I thought about the film long after our class, which I’m sure was their intention. After it was over, my classmates and I just sort of sat there silently, wide-eyed. We weren’t really sure what to say except, “Wow.” I showed many of my friends the film, and they all felt the same way.

 The film begins with the history of psychiatry and electro-shock therapy, showing video clips of patients undergoing their ‘treatments,’ many  of them flailing their arms and being jolted from the shock. It also showed clips of patients after their treatments, where patients were ‘reduced to a child-like state’. The CIA funded a series of experiments, and from these, they produced a secret handbook on how to break down prisoners to reduce them to this ‘child-like state’. It then showed parts of the CIA’s 1963 and 1983 interrogation manuals, which included sleep deprivation and keeping prisoners awake for extreme periods of time. These visuals were also disturbing. 

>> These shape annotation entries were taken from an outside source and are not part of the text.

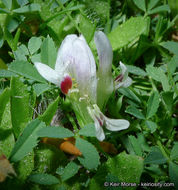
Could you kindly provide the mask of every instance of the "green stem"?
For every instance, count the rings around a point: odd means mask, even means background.
[[[64,7],[64,5],[61,3],[60,0],[57,0],[57,2],[59,3],[59,5],[61,6],[61,8],[65,11],[66,8]],[[77,23],[75,22],[75,20],[72,18],[72,16],[70,15],[69,12],[66,12],[66,15],[68,16],[68,18],[71,20],[71,22],[74,24],[75,28],[77,29],[78,33],[82,33],[80,28],[78,27]]]
[[[170,158],[169,156],[167,155],[166,151],[165,151],[165,148],[163,147],[163,145],[161,144],[161,142],[159,140],[157,140],[157,145],[159,146],[162,154],[164,155],[165,158],[167,158],[167,162],[169,163],[170,162]]]
[[[77,127],[77,125],[75,123],[75,120],[73,119],[73,117],[70,116],[70,114],[67,114],[67,117],[69,118],[69,121],[72,123],[72,126],[74,128],[75,133],[77,133],[78,132],[78,127]]]

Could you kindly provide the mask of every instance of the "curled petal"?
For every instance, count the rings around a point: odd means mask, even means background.
[[[118,89],[120,87],[127,88],[132,84],[132,79],[130,77],[127,77],[127,79],[123,82],[117,82],[115,85],[115,88]]]
[[[105,139],[104,131],[97,120],[95,120],[95,130],[96,130],[96,138],[99,141],[103,141]]]
[[[121,74],[115,80],[115,89],[120,87],[127,88],[132,84],[132,79],[128,77],[127,67],[120,62]]]
[[[65,37],[57,54],[55,70],[57,72],[66,71],[69,60],[73,51],[73,41],[76,40],[77,35],[71,34]]]
[[[72,64],[70,71],[77,81],[81,95],[88,94],[91,101],[96,100],[96,65],[92,53],[84,40],[73,42]]]
[[[112,47],[103,32],[99,31],[95,33],[95,44],[100,62],[99,70],[105,73],[111,72],[113,59]]]
[[[106,128],[110,131],[120,131],[127,129],[130,125],[125,119],[109,119],[105,117]]]
[[[121,74],[125,77],[128,76],[127,67],[120,61],[120,67],[121,67]]]
[[[62,75],[60,76],[55,70],[51,69],[48,65],[35,62],[35,67],[40,73],[40,75],[45,78],[47,81],[55,84],[56,86],[60,86],[60,81],[62,79]]]
[[[95,33],[95,44],[99,56],[97,104],[103,109],[114,89],[112,78],[113,53],[107,36],[101,31]]]

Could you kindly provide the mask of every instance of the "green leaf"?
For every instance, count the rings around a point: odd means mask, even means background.
[[[2,116],[3,116],[3,113],[4,113],[4,110],[6,108],[6,104],[8,103],[9,101],[9,98],[10,98],[10,89],[9,88],[6,88],[2,94],[0,94],[0,123],[1,123],[1,120],[2,120]]]
[[[59,183],[59,179],[55,176],[42,173],[32,174],[29,176],[28,180],[41,185],[54,185]]]
[[[162,83],[162,86],[163,86],[163,90],[166,92],[166,91],[169,91],[170,90],[170,85],[169,85],[169,82],[168,82],[168,77],[166,76],[166,74],[164,73],[164,71],[159,68],[159,75],[160,75],[160,80],[161,80],[161,83]]]
[[[69,178],[73,177],[75,174],[77,174],[79,168],[80,166],[77,165],[75,162],[69,162],[69,164],[67,164],[67,166],[62,170],[62,172],[61,172],[61,168],[58,168],[56,170],[56,173],[61,175],[62,181],[66,181]]]
[[[151,96],[148,99],[147,105],[148,106],[147,106],[146,118],[149,119],[150,117],[155,115],[159,107],[159,93],[157,91],[151,94]]]
[[[134,152],[138,156],[142,156],[142,149],[138,139],[132,135],[129,135],[129,141],[134,149]]]
[[[106,165],[113,175],[119,177],[121,182],[139,183],[143,172],[143,159],[125,152],[109,158]]]
[[[11,8],[12,8],[12,0],[2,0],[2,2],[4,3],[4,5],[6,6],[6,8],[8,10],[11,10]]]
[[[33,89],[37,96],[40,96],[44,92],[51,89],[51,86],[49,84],[34,84]]]
[[[178,142],[176,142],[171,150],[170,158],[172,161],[178,161]]]
[[[50,137],[50,138],[67,138],[73,137],[74,134],[69,129],[64,127],[45,127],[40,129],[38,137]]]
[[[11,79],[11,118],[15,136],[18,137],[31,120],[30,95],[19,78]]]
[[[49,36],[41,45],[41,61],[54,69],[57,57],[57,50],[54,41]]]
[[[30,51],[30,54],[33,55],[35,52],[37,52],[40,49],[41,44],[42,44],[41,38],[38,37],[30,38],[28,42],[28,49]]]
[[[34,152],[30,152],[20,160],[15,169],[18,179],[25,181],[34,169]]]
[[[137,28],[137,30],[135,30]],[[136,40],[147,29],[147,19],[143,17],[132,17],[122,25],[116,27],[108,38],[111,42],[113,50],[120,49],[130,42]]]
[[[79,27],[86,41],[89,43],[94,36],[96,26],[85,15],[81,15]]]
[[[146,72],[148,73],[149,76],[151,76],[151,78],[160,82],[159,68],[158,67],[153,67],[152,65],[149,65],[146,67]]]
[[[12,152],[11,161],[17,162],[24,158],[37,145],[37,131],[45,126],[44,123],[38,119],[31,121],[24,129],[21,136],[19,136]]]
[[[178,189],[178,165],[173,162],[169,162],[169,176],[171,182],[174,183],[175,189]]]
[[[147,75],[147,73],[140,67],[136,67],[133,65],[126,65],[126,67],[128,69],[128,72],[132,73],[134,75],[138,75],[138,76],[146,76]]]
[[[14,13],[29,13],[34,11],[40,11],[41,6],[37,3],[31,3],[30,5],[25,5],[23,7],[20,7],[18,9],[14,9]]]
[[[178,67],[178,54],[174,55],[171,60],[168,62],[168,69],[170,73],[173,75]]]
[[[11,71],[0,69],[0,78],[10,78],[13,76],[17,76],[17,75]]]
[[[156,13],[161,13],[161,12],[170,12],[170,7],[169,5],[161,5],[159,7],[156,7],[150,11],[148,11],[148,14],[156,14]]]
[[[128,155],[125,152],[115,157],[111,157],[97,171],[96,175],[91,179],[89,190],[100,190],[104,182],[108,182],[108,176],[113,176],[113,180],[117,183],[136,183],[140,181],[143,172],[143,159],[135,155]],[[115,177],[114,177],[115,176]],[[116,178],[117,177],[117,178]],[[112,181],[113,182],[113,181]],[[112,186],[110,186],[112,188]],[[115,189],[116,187],[112,188]],[[131,187],[128,187],[131,189]],[[135,189],[135,187],[132,187]]]
[[[60,97],[58,96],[56,100],[48,106],[43,115],[39,116],[39,119],[44,121],[46,125],[49,125],[51,123],[51,120],[57,111],[59,99]]]
[[[35,67],[26,61],[14,61],[9,66],[9,70],[38,82],[46,83]]]
[[[148,10],[151,10],[152,8],[154,8],[159,1],[160,0],[149,0],[148,1]]]
[[[86,137],[96,137],[95,125],[93,123],[85,125],[82,129],[80,129],[79,135]]]
[[[164,164],[167,159],[163,156],[158,147],[152,147],[150,153],[144,160],[144,164]]]
[[[170,85],[168,82],[168,78],[164,71],[159,67],[153,67],[151,65],[147,66],[146,71],[148,75],[151,76],[154,80],[161,82],[163,86],[164,91],[169,91],[170,90]]]
[[[75,146],[83,155],[82,157],[78,157],[80,163],[89,170],[96,169],[100,164],[100,157],[96,148],[91,143],[81,138],[77,138]]]
[[[17,0],[17,2],[18,2],[18,4],[19,4],[20,6],[24,6],[24,5],[26,5],[27,3],[29,3],[29,0]]]
[[[145,124],[150,129],[151,133],[154,133],[156,129],[158,128],[157,124],[153,121],[146,121]]]
[[[142,11],[146,11],[146,4],[145,4],[145,0],[133,0],[133,2],[135,3],[135,5],[141,9]]]
[[[166,109],[171,113],[173,106],[173,92],[162,92],[161,96]]]
[[[175,55],[178,53],[178,43],[177,42],[167,41],[167,42],[162,42],[160,45]]]
[[[127,96],[129,99],[131,99],[137,103],[141,103],[139,97],[134,92],[132,92],[129,88],[120,88],[118,91],[121,94]]]
[[[0,95],[0,108],[0,154],[3,153],[9,157],[15,144],[11,123],[9,89],[5,89]]]
[[[28,49],[24,44],[19,46],[17,50],[14,51],[15,59],[18,61],[27,61],[26,55],[28,54],[29,54]]]
[[[135,116],[138,119],[145,119],[143,113],[134,106],[128,106],[125,112]]]
[[[65,166],[68,160],[60,149],[50,144],[40,143],[34,151],[37,173],[55,173],[56,168]]]

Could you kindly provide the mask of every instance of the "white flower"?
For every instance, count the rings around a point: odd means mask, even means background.
[[[110,131],[129,127],[127,120],[109,119],[100,109],[104,109],[114,90],[114,83],[115,88],[127,87],[131,84],[131,79],[128,77],[124,64],[120,63],[121,75],[113,82],[111,44],[103,32],[95,33],[95,44],[99,56],[97,74],[95,60],[88,44],[83,36],[76,35],[68,35],[62,42],[58,50],[55,69],[39,62],[35,63],[35,67],[46,80],[59,86],[64,94],[68,94],[77,86],[80,98],[78,102],[73,102],[73,105],[78,103],[79,108],[76,113],[84,115],[82,112],[88,110],[89,118],[91,117],[95,123],[96,137],[102,141],[105,138],[103,126]],[[89,103],[82,104],[86,97],[90,100]],[[86,105],[85,109],[83,109],[84,105]]]
[[[88,107],[88,112],[95,122],[96,137],[99,141],[105,139],[103,126],[110,131],[120,131],[127,129],[130,125],[129,121],[124,119],[109,119],[96,104],[93,105],[93,108]]]
[[[58,50],[55,69],[34,63],[38,72],[49,82],[59,86],[64,94],[77,84],[80,95],[96,101],[96,65],[93,54],[83,36],[68,35]]]
[[[116,77],[114,83],[115,83],[115,89],[124,87],[127,88],[132,84],[132,79],[128,76],[127,67],[120,62],[121,67],[121,74]]]
[[[99,56],[99,67],[97,72],[97,105],[101,109],[104,109],[114,90],[112,78],[113,52],[107,36],[101,31],[95,33],[95,44]]]

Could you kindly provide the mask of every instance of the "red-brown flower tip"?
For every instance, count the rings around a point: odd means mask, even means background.
[[[64,77],[63,81],[61,82],[61,91],[64,94],[67,94],[69,89],[72,88],[72,79],[70,76]]]

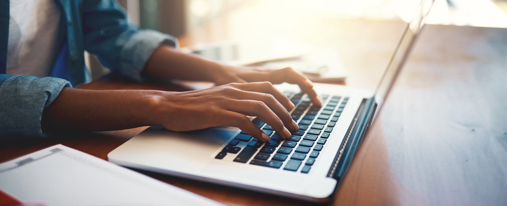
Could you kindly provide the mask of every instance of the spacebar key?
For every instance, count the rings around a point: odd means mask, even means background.
[[[245,147],[243,149],[243,150],[238,154],[238,156],[234,158],[234,161],[246,163],[247,161],[248,161],[248,159],[250,159],[252,156],[254,156],[254,154],[255,154],[257,151],[257,148],[256,148]]]

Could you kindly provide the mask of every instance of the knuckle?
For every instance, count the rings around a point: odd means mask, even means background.
[[[271,94],[264,94],[264,95],[265,99],[268,101],[272,101],[275,99],[275,96]]]
[[[296,71],[294,70],[294,69],[292,68],[292,67],[285,67],[282,69],[287,72],[294,72]]]
[[[273,87],[273,83],[271,83],[271,81],[263,81],[262,84],[266,86]]]
[[[267,106],[266,103],[261,101],[256,101],[254,102],[255,108],[258,110],[264,110]]]

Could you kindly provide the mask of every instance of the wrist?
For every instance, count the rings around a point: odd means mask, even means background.
[[[171,92],[158,90],[143,91],[139,98],[139,116],[143,125],[147,126],[161,126],[162,118],[167,118],[169,109],[167,95]]]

Throughout the film, they use a font that appears to be spray-painted on, which results in a dark sort of feeling. The colors are also primarily red, gray and black, which also adds to this feeling. At one point they show a clip of a plane flying through the air, and at the end it suddenly crashes into one of the World Trade Center towers, which is shocking and unexpected.

They then link the psychiatry and electro-shock therapy history to the ways in which our leaders in the past, and possibly today, take advantage of big events to push their policies all at once while we’re “down” and before we can regain our footing. Massive disasters served to “soften us up”. Milton Friedman called this the “economic shock treatment.” Naomi Klein calls it the “Shock doctrine.” They use the video clip of the woman flailing her arms from electro-shock therapy numerous times, which adds to the disturbing feeling of the film.

 They then flash numerous statistics and facts and visuals from past wars and impoverished countries, as well as natural disasters and various government decisions along the way. They fly at your face and you barely have time to read them all, which I believe was the point. It was almost as if they were saying that all of these events and decisions are flying by and occuring so fast before we even have the chance to say “what happened?” and “why did that happen?” We literally don’t have time to catch up.

 They then slowly show a quote by Milton Friedman: “Only a crisis, actual or perceived, produces real change.” The font then gets bigger and faster and the quote is shown in pieces. They go back and forth from “CHANGE” to “CRISIS”.

The film ends after a man quotes (seemingly from the CIA handbook): ”Isolation, both physical and psychological, must be maintained from the moment of appre. The capacity for resistance is diminished by disorientation. Prisoners should maintain silence at all times. They should never be allowed to speak to each other.”

 Overall, the film creates a wicked feeling of disturbance and darkness, and is actually quite scary. Which, I believe, was the point.  

 I WILL be reading The Shock Doctrine this summer.